Anything from a person to a particle may act as an agent of physical phenomena or historical forces. Sometimes with and sometimes without awareness. Wilson’s current videos and sculptures approach the Canary Islands as a site which attracts agents that explore, claim, colonize and transform worlds. Christopher Columbus departed from the Canary Islands on his journeys to claim whatever he “found”, helping inaugurate Modernity – a transformation structured on lasting social inequalities, set in motion with great loss of life and freedom to colonized people.

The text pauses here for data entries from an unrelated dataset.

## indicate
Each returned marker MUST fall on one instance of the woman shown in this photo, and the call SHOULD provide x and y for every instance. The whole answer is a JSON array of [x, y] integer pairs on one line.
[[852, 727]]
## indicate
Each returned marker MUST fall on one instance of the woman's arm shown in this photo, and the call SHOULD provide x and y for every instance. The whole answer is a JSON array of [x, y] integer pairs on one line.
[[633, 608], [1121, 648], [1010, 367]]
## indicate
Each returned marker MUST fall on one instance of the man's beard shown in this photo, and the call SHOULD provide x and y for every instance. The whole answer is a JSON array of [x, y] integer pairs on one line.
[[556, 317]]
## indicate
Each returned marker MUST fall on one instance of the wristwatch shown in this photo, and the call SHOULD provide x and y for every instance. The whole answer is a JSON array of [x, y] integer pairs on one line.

The night sky by which early explorers navigated is now mapped by optical/infrared telescopes that dot the peaks of the islands. Islands once at edge of ancient Greek maps. While colonial ships required crew, autonomous planetary rovers are currently being tested on Canarian volcanic terrain standing in for alien landscapes. Lichen are colonizers of barren rocks like volcanic landforms; the organism’s ability to withstand radiation makes them prime candidates to terraform other planets. Events initiated in the past persist in the present, where we can feel their inertia pushing into the future. When intelligent robots and lichen become the first colonizers of other planets, then what?

Matthew C. Wilson
Matthew C. Wilson (1982) holds an MFA in Visual Arts from Columbia University. He has been a participant in the Whitney Independent Study Program and at numerous residencies including the Jan van Eyck Academie. Wilson works primarily in video and sculpture, often presented together in installations. Viewers encounter mercurial materials, sites, and personae animated by shape-shifting historical forces. His work draws out entanglements between natural, historical, cultural, and economic processes.